Wakil Wali Kota Bontang, Agus Haris, mengungkapkan bahwa secara prinsip, pihak ASDP telah menyatakan dukungan terhadap pembukaan rute tersebut. Saat ini, fokus pembahasan berada pada penghitungan ulang kajian, khususnya terkait beban biaya operasional.
“ASDP pada prinsipnya sangat setuju. Tinggal menghitung ulang kajian yang sudah ada, terutama terkait beban biaya operasional,” ujarnya.
Ia menyebutkan, hasil penghitungan ulang tersebut ditargetkan rampung dalam waktu dekat. Bahkan, menurutnya, pihak ASDP telah menerima kajian yang diserahkan dan menjanjikan hasilnya akan terbit dalam waktu sepekan.
“Sudah ada BUMN yang berminat. Saya yakin rute ini segera terwujud pada tahun ini,” ucapnya.
Rute Bontang–Mamuju nantinya akan dilayani kapal jenis roll-on/roll-off (roro), yang mampu mengangkut kendaraan sekaligus logistik dalam jumlah besar, dengan kapasitas sekitar 300 hingga 500 penumpang. Kehadiran rute ini dinilai strategis untuk memperlancar distribusi logistik, terutama komoditas kebutuhan pokok dari Sulawesi.
“Kapal roro ini bisa mengangkut kebutuhan pokok seperti beras, kelapa, dan logistik lainnya dari Sulawesi. Ini penting untuk menjaga pasokan di Bontang agar tetap stabil dan tidak memicu inflasi,” jelasnya.
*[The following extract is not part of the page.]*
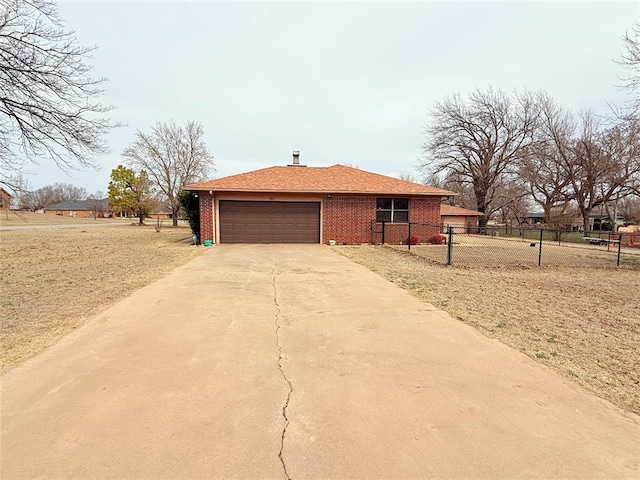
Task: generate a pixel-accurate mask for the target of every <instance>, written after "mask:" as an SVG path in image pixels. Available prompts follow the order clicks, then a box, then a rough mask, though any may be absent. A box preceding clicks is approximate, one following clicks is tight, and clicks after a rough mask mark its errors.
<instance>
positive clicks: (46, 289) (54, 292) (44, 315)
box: [0, 214, 203, 372]
mask: <svg viewBox="0 0 640 480" xmlns="http://www.w3.org/2000/svg"><path fill="white" fill-rule="evenodd" d="M32 215H37V214H32ZM43 217H48V216H45V215H39V216H38V217H34V221H35V220H38V219H41V218H43ZM52 217H53V218H54V219H55V218H56V217H55V216H52ZM57 219H58V221H59V222H61V223H62V222H63V223H68V220H70V219H61V217H57ZM45 220H46V218H45ZM71 220H72V222H73V221H74V219H71ZM76 221H77V220H76ZM83 221H84V222H87V223H91V222H93V219H83ZM127 223H128V222H127ZM5 225H6V224H5ZM190 240H191V231H190V230H189V229H188V228H184V227H177V228H172V227H166V226H165V227H162V229H161V231H160V232H159V233H158V232H156V231H155V228H154V227H153V226H151V225H149V226H143V227H138V226H131V225H122V226H103V227H100V226H98V227H92V228H83V227H78V228H64V229H62V228H42V229H32V228H28V229H21V230H0V266H1V271H2V276H1V277H0V319H2V320H1V322H2V323H1V326H0V327H1V328H0V345H1V347H0V360H1V371H3V372H4V371H6V370H7V369H9V368H11V367H12V366H13V365H15V364H17V363H19V362H21V361H23V360H25V359H27V358H29V357H31V356H33V355H35V354H37V353H39V352H41V351H42V350H44V349H45V348H47V347H48V346H50V345H52V344H53V343H55V342H56V341H57V340H59V339H60V338H61V337H62V336H64V335H65V334H67V333H68V332H70V331H71V330H73V329H74V328H77V327H79V326H80V325H82V323H83V322H84V321H85V320H86V319H87V318H88V317H89V316H90V315H92V314H94V313H96V312H98V311H100V310H102V309H104V308H105V307H107V306H109V305H111V304H112V303H114V302H116V301H117V300H120V299H122V298H124V297H126V296H128V295H130V294H131V293H132V292H134V291H135V290H137V289H139V288H141V287H143V286H145V285H147V284H149V283H151V282H152V281H154V280H156V279H158V278H160V277H162V276H163V275H165V274H166V273H168V272H170V271H171V270H173V269H174V268H176V267H177V266H179V265H182V264H184V263H186V262H187V261H189V260H190V259H192V258H193V257H194V256H196V255H198V254H199V253H200V252H202V251H203V249H202V248H201V247H195V246H189V243H190Z"/></svg>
Selain aspek logistik, tingginya mobilitas warga asal Mamuju yang bermukim di Bontang juga menjadi salah satu pertimbangan utama. Pemerintah Kabupaten Mamuju pun disebut telah menyambut positif rencana tersebut, bahkan komunikasi awal telah menghasilkan kesepakatan secara lisan.
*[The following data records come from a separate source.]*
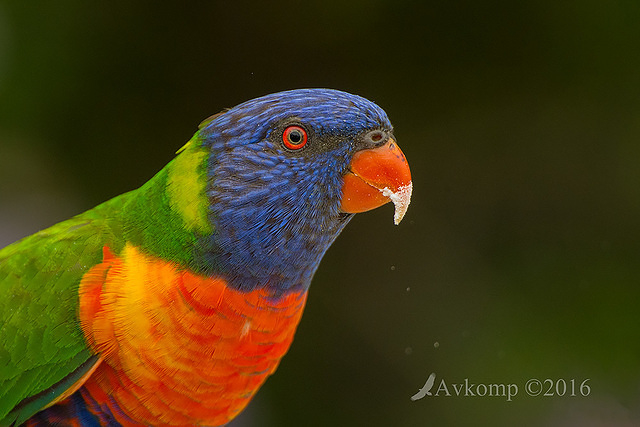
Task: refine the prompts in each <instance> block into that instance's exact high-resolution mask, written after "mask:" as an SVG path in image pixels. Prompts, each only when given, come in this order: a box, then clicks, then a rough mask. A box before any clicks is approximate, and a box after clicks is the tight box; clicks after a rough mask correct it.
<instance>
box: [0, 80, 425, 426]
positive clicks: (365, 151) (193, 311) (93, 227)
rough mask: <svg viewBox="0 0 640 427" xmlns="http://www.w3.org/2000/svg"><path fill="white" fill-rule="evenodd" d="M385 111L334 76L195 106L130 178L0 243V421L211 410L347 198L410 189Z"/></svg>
mask: <svg viewBox="0 0 640 427" xmlns="http://www.w3.org/2000/svg"><path fill="white" fill-rule="evenodd" d="M412 188H413V184H412V180H411V172H410V170H409V165H408V162H407V160H406V157H405V156H404V154H403V152H402V151H401V150H400V148H399V146H398V144H397V142H396V140H395V137H394V133H393V127H392V125H391V123H390V121H389V118H388V116H387V114H386V113H385V112H384V110H382V108H380V107H379V106H378V105H377V104H375V103H374V102H372V101H370V100H368V99H366V98H363V97H360V96H358V95H354V94H350V93H346V92H343V91H339V90H335V89H322V88H318V89H294V90H287V91H283V92H278V93H273V94H268V95H264V96H261V97H258V98H255V99H252V100H249V101H246V102H243V103H241V104H239V105H237V106H235V107H233V108H230V109H226V110H224V111H222V112H221V113H218V114H214V115H213V116H211V117H209V118H208V119H206V120H204V121H203V122H202V123H201V124H200V126H199V127H198V130H197V131H196V133H195V134H194V136H193V137H192V138H191V139H189V140H188V142H187V143H186V144H185V145H184V146H183V147H182V148H180V149H179V150H178V151H177V153H176V156H175V157H174V158H173V160H171V161H170V162H169V163H168V164H167V165H166V166H165V167H164V168H162V169H161V170H160V171H159V172H158V173H157V174H156V175H155V176H153V177H152V178H151V179H150V180H149V181H147V182H146V183H145V184H143V185H142V186H141V187H139V188H137V189H135V190H132V191H129V192H127V193H124V194H122V195H119V196H117V197H115V198H113V199H110V200H108V201H106V202H104V203H102V204H100V205H98V206H96V207H94V208H93V209H90V210H88V211H86V212H84V213H81V214H79V215H77V216H75V217H72V218H71V219H68V220H65V221H63V222H60V223H58V224H56V225H53V226H51V227H49V228H47V229H44V230H42V231H40V232H37V233H35V234H33V235H31V236H28V237H25V238H23V239H21V240H19V241H17V242H15V243H13V244H10V245H9V246H7V247H5V248H3V249H2V250H0V320H1V322H0V323H1V324H2V327H1V328H0V426H19V425H25V426H40V425H73V426H120V425H122V426H134V425H154V426H180V425H181V426H188V425H189V426H194V425H208V426H219V425H224V424H226V423H227V422H229V421H230V420H232V419H233V418H234V417H235V416H237V415H238V414H239V413H240V412H241V411H242V410H243V409H244V408H245V407H246V406H247V404H248V403H249V401H250V400H251V398H252V397H253V396H254V395H255V393H256V392H257V390H258V389H259V388H260V386H261V385H262V384H263V383H264V381H265V380H266V379H267V377H268V376H270V375H271V374H272V373H273V372H274V371H275V370H276V368H277V366H278V365H279V363H280V360H281V358H282V357H283V355H284V354H285V353H286V352H287V351H288V349H289V347H290V345H291V343H292V340H293V337H294V333H295V330H296V327H297V325H298V323H299V321H300V318H301V316H302V312H303V309H304V306H305V302H306V299H307V294H308V290H309V286H310V283H311V280H312V278H313V276H314V274H315V272H316V270H317V269H318V266H319V264H320V261H321V259H322V257H323V255H324V254H325V252H326V251H327V249H328V248H329V247H330V245H331V244H332V243H333V242H334V241H335V239H336V238H337V237H338V235H339V234H340V232H341V231H342V230H343V229H344V227H345V226H346V225H347V224H348V223H349V221H350V220H351V219H352V218H353V216H354V215H355V214H357V213H361V212H366V211H369V210H372V209H375V208H377V207H379V206H382V205H384V204H385V203H388V202H392V203H393V204H394V208H395V209H394V223H395V224H398V223H400V221H401V220H402V218H403V216H404V214H405V212H406V211H407V208H408V206H409V203H410V200H411V193H412Z"/></svg>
“Kami ingin kapal roro. Jadi baik barang maupun penumpang bisa diangkut,” tambahnya.
Meski demikian, kesiapan infrastruktur di Pelabuhan Loktuan masih menjadi pekerjaan rumah. Agus Haris mengakui, sejumlah penyesuaian diperlukan, terutama terkait fasilitas sandar kapal roro. Tim dari ASDP sendiri telah turun langsung melakukan peninjauan lapangan untuk menghitung kebutuhan teknis.
“Tim ASDP sudah turun ke lapangan. Tinggal dihitung kebutuhan penyesuaiannya,” katanya.
Pemerintah juga mendorong percepatan pembangunan fasilitas dermaga roro. Menurut Agus Haris, pekerjaan tersebut relatif sederhana karena hanya memerlukan pembangunan akses landai berbahan baja agar kendaraan dapat keluar masuk kapal dengan mudah.
“Kan dulu pernah ada tempat labuhnya. Tinggal dibugar saja. Mudah-mudahan di APBD Perubahan bisa dianggarkan. Tinggal baja pelensengan saja,” tuturnya.
Untuk jadwal operasional, skema awal yang tengah dibahas adalah frekuensi pelayaran dua kali dalam sepekan. Namun, keputusan final masih menunggu hasil kajian menyeluruh.
Sementara itu, rencana pembukaan rute lain seperti Bontang–Surabaya untuk sementara belum menjadi prioritas. Hal ini lantaran kebutuhan subsidi yang dinilai cukup besar, mencapai Rp22 miliar.
“Masih cukup berat, jadi kita fokus dulu ke rute Bontang–Mamuju,” pungkasnya.